Director of Photography: Bassem Fayad

Editing: Ali E-Darsa 

1:1.85 letterboxed in 16:9

The Empirical Effect

Rosa Barba
2010 | 00:22:01 | Germany, Italy, Netherlands | English | Color | Stereo | 16:9 |

DESCRIPTION

"Living on the slopes of the volcano Vesuvius is a strange contradiction: always in stress and yet also sleepy, waiting for what might happen. In close cooperation with the Osservatorio Vesuviano and several inhabitants of the 'Red Zone' of the volcano, Rosa Barba constructs a lyrical portrait of this area, which shelters Mafia members and illegal Chinese immigrants. Historic footage, measurements, maps, and aerial shots try to capture what is always uncertain."

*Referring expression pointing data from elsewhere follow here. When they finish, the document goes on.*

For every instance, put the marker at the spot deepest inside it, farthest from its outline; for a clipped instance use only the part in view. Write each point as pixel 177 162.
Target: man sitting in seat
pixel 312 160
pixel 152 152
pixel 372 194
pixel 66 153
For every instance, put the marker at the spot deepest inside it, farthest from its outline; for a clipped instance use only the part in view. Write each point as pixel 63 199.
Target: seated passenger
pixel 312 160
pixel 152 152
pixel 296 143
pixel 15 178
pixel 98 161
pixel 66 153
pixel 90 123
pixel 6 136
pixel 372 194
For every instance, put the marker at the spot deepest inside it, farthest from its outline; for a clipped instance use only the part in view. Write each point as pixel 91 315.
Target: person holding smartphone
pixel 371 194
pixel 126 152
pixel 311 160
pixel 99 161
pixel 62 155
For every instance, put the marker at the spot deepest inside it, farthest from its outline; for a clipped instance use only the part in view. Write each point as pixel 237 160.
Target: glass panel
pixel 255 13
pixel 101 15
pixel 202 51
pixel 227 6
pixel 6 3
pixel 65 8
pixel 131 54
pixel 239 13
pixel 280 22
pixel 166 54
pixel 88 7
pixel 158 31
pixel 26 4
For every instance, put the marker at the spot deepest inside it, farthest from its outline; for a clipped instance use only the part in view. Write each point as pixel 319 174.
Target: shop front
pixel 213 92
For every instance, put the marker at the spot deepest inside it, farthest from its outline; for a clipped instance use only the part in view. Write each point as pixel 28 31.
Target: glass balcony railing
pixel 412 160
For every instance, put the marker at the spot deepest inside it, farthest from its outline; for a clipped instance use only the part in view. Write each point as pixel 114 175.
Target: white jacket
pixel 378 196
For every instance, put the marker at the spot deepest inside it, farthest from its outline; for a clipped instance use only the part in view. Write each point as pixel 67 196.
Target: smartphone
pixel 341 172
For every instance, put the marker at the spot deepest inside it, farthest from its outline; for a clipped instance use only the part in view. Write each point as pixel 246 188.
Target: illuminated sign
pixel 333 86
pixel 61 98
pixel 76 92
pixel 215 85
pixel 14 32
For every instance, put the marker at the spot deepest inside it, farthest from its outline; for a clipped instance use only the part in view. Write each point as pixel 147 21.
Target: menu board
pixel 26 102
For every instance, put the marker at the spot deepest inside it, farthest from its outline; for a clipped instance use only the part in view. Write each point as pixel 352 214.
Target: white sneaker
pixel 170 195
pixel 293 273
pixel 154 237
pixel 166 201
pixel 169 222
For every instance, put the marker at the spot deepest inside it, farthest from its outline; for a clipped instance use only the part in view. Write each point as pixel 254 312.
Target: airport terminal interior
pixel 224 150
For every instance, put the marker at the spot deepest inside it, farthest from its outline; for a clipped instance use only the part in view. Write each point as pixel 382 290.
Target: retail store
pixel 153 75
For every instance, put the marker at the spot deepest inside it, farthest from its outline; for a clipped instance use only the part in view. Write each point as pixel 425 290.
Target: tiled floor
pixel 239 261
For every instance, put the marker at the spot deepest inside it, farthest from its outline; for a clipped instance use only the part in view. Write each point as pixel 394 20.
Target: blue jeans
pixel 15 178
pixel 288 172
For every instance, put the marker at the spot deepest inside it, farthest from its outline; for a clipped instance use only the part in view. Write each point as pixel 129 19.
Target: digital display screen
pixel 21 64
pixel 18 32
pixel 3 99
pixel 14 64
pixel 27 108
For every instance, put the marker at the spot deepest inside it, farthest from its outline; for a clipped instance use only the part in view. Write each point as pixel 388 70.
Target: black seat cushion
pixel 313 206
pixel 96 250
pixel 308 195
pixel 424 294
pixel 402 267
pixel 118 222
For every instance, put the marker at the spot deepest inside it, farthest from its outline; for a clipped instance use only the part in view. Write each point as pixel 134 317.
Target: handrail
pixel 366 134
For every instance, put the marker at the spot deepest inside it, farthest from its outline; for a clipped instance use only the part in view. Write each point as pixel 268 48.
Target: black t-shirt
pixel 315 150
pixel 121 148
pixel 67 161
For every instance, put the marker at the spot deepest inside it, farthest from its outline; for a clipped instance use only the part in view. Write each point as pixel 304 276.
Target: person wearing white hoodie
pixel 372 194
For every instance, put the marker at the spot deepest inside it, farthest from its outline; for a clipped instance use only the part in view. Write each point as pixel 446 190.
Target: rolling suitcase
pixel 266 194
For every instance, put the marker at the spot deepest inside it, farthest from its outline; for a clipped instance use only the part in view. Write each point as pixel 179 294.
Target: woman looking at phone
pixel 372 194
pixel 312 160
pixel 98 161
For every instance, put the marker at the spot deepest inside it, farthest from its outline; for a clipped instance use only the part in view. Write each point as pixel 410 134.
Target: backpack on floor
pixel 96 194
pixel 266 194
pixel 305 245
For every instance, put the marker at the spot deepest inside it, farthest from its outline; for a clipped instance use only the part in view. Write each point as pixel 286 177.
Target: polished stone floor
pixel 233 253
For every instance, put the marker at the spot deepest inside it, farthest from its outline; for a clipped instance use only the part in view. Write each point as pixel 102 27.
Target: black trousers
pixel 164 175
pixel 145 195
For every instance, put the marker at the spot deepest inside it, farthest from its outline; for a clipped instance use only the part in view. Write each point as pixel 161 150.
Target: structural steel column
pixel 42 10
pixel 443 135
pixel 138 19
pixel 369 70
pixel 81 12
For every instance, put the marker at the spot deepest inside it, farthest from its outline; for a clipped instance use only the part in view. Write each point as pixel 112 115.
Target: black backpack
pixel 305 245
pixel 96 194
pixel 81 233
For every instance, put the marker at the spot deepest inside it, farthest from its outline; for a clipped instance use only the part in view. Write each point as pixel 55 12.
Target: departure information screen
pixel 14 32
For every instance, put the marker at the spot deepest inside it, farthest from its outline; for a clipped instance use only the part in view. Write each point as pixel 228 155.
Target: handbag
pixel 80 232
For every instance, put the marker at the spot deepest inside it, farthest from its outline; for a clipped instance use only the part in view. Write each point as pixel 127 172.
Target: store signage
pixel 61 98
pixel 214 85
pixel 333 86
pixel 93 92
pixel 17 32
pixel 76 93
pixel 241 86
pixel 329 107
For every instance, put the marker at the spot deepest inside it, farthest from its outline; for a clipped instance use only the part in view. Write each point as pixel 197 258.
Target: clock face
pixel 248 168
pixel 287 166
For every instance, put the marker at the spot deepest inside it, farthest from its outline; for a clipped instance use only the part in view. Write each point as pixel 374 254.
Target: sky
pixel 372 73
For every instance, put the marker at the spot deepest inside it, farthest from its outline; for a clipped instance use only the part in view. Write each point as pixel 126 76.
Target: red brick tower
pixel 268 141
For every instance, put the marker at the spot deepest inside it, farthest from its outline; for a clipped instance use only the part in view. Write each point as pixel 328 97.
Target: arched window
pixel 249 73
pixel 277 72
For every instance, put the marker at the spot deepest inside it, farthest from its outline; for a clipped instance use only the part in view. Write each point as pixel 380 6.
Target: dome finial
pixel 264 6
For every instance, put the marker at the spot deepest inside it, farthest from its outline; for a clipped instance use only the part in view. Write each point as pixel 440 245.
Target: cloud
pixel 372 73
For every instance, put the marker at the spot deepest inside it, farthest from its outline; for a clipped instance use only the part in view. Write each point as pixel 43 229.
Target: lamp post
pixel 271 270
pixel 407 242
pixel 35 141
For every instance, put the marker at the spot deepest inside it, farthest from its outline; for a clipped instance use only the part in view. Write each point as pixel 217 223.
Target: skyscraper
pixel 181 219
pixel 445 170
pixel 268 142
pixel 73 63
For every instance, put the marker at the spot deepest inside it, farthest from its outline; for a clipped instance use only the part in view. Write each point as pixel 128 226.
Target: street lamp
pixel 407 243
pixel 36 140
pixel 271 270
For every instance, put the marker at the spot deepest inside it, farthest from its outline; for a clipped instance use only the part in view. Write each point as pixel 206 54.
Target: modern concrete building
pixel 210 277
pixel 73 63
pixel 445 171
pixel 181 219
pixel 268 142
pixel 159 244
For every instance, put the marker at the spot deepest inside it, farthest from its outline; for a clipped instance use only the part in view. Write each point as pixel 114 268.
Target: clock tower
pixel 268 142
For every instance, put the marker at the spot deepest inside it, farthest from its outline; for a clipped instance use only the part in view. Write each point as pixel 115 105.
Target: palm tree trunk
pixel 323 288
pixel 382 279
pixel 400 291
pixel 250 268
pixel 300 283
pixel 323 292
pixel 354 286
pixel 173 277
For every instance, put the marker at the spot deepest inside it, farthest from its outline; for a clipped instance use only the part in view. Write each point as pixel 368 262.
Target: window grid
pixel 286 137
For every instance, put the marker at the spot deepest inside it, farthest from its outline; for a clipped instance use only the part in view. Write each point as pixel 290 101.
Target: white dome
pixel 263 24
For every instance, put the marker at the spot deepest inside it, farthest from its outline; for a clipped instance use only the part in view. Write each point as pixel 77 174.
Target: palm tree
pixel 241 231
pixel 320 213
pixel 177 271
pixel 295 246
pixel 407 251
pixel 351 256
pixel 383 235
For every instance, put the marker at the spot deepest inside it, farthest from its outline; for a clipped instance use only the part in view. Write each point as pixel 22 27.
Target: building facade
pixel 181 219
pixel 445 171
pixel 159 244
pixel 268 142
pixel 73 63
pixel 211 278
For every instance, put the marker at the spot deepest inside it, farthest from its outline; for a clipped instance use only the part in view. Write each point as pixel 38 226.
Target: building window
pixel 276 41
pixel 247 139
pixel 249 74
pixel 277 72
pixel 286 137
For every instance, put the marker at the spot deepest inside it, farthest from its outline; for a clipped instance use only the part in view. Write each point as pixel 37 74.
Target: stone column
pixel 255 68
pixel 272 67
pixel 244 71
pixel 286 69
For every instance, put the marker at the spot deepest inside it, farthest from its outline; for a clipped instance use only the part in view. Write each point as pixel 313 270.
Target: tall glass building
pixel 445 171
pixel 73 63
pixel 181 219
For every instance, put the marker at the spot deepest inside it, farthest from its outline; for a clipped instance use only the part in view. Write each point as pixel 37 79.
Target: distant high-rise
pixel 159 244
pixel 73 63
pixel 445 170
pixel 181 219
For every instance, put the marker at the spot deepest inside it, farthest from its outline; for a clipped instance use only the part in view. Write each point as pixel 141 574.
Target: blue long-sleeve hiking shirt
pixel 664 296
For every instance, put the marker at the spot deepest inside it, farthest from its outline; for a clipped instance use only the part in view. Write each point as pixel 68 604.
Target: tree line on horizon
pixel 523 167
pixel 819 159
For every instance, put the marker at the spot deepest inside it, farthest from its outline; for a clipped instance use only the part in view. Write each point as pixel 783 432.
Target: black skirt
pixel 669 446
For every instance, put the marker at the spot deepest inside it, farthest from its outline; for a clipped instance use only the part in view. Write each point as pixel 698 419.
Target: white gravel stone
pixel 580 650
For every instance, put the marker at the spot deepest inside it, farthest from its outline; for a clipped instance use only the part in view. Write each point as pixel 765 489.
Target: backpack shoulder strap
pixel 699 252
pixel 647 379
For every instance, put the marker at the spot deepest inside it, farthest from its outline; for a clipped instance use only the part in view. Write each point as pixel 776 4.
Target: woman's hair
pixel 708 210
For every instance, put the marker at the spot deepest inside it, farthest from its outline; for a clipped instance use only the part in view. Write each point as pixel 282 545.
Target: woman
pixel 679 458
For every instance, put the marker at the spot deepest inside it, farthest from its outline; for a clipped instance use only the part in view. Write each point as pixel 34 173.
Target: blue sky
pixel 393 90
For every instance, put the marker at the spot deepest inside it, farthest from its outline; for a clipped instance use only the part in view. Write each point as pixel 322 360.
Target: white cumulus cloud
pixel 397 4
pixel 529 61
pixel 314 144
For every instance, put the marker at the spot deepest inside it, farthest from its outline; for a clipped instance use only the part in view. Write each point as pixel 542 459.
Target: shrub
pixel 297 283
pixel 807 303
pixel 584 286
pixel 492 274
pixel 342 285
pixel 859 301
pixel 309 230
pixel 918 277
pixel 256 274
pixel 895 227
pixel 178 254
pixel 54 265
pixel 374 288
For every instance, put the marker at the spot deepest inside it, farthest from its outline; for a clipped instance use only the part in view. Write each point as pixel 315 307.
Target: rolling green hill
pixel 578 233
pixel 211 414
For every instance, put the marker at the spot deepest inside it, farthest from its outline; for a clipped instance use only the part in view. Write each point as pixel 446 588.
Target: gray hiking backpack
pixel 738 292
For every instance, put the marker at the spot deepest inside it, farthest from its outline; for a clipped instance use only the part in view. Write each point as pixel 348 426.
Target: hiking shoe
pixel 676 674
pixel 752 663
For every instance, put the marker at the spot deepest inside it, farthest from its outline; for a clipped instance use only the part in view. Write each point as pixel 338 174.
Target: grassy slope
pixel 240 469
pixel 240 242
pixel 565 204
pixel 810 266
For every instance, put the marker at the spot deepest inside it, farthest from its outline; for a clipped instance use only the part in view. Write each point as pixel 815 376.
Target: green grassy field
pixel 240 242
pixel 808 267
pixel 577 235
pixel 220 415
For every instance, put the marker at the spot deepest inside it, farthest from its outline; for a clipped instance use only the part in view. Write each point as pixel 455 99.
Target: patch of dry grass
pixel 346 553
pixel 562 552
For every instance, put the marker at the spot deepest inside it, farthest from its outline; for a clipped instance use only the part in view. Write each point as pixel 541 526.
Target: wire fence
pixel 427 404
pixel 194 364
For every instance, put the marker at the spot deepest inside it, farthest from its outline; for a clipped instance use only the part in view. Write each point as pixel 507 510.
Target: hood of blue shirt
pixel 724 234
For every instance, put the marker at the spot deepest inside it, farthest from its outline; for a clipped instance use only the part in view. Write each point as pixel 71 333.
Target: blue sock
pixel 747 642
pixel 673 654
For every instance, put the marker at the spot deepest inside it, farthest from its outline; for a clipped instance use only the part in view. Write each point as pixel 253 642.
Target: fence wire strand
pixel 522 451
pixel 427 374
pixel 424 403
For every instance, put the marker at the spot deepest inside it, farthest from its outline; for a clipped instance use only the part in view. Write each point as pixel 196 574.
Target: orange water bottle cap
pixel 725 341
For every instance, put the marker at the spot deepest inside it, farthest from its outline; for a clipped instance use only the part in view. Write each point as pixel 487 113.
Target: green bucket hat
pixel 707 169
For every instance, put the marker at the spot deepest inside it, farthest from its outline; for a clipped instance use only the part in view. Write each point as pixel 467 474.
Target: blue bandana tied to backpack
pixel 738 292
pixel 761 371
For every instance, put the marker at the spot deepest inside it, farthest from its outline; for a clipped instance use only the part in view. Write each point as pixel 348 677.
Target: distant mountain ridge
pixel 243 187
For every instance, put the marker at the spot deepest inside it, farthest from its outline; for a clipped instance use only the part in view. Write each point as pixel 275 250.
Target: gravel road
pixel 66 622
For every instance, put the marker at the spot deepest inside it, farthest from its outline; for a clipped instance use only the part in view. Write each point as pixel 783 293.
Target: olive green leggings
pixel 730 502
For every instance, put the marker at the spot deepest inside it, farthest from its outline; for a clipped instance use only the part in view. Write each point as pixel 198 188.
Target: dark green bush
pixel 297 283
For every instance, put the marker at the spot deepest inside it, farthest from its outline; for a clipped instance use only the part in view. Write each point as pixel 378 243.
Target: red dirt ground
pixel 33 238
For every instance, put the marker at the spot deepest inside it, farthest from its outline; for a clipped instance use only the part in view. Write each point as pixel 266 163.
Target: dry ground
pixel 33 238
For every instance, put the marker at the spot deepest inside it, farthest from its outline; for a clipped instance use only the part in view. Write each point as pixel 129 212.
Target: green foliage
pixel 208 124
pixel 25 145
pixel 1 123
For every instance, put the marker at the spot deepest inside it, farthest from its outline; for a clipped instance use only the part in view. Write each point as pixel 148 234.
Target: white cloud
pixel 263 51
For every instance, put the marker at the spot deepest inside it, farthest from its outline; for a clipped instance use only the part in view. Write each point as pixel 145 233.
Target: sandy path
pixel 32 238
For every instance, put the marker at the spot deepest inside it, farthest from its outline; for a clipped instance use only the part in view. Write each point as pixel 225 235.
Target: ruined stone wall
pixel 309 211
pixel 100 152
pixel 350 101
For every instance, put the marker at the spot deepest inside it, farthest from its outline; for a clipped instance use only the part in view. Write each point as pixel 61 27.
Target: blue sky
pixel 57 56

International Film Festival Rotterdam, 2010

Storyteller

Nicolas Provost
2010 | 00:07:40 | Belgium | None | Color | Silent | 4:3 | DV video

DESCRIPTION

Storyteller recomposes aerial shots from the Las Vegas casino skyline to create a slick, artificial world, reminiscent of science fiction. At first glance, the viewer might think of jewelry-like space ships floating slowly through the universe. When the camera zooms in on buildings and architecture, the detailed glitter and kitsch of the city hypnotically reveals something of pure beauty and madness. Using the relatively simple technique of the horizontal mirroring screen, Provost manoeuvers and influences the interpretation of images, carefully balancing between the figurative and the abstract.

Alone With You

Doug Ischar
2011 | 00:18:13 | United States | English | Color | | 4:3 | Video

DESCRIPTION

At the heart of Alone With You is the notion of impassioned avarice, i.e. the kind of motivated acquisitiveness that drives both erotic desire and obsessive collecting.

Alone is built around two main characters, a hot young pro-wrestler – the maker’s object of desire – and Robert Mapplethorpe, the artist/collector par excellence, who serves as both alter-ego and nemesis for Ischar himself. But there are no neatly contained categories here, and elements slip constantly between the various qualities of compulsion/compassion being explored. Alone... is a densely ‘vertical’ work, its use of superimpositions and shifting frame sizes giving it an almost ‘anti-cinematic’ quality. The work is roughly divided into two parts with the second section re-shaping and re-employing elements from the first.

Welcome to David Wojnarowicz Week

Steve Reinke
2016 | 00:14:01 | Canada, United States | English | B&W and Color | Stereo | 16:9 | HD video

DESCRIPTION

Welcome to David Wojnarowicz Week is the follow up to A Boy Needs a Friend. Reinke proposes a new holiday with the motto MORE RAGE LESS DISGUST: David Wojnarowicz Week and takes us through his seven days of celebration.

Plankton, Kafka, Bette Davis, Wednesday afternoon visits with friends, more plankton, burning villages, Hollis Frampton, Sammy Davis Jr. as a libidinal machine producing sadness, opera, disembowelment, and poetry.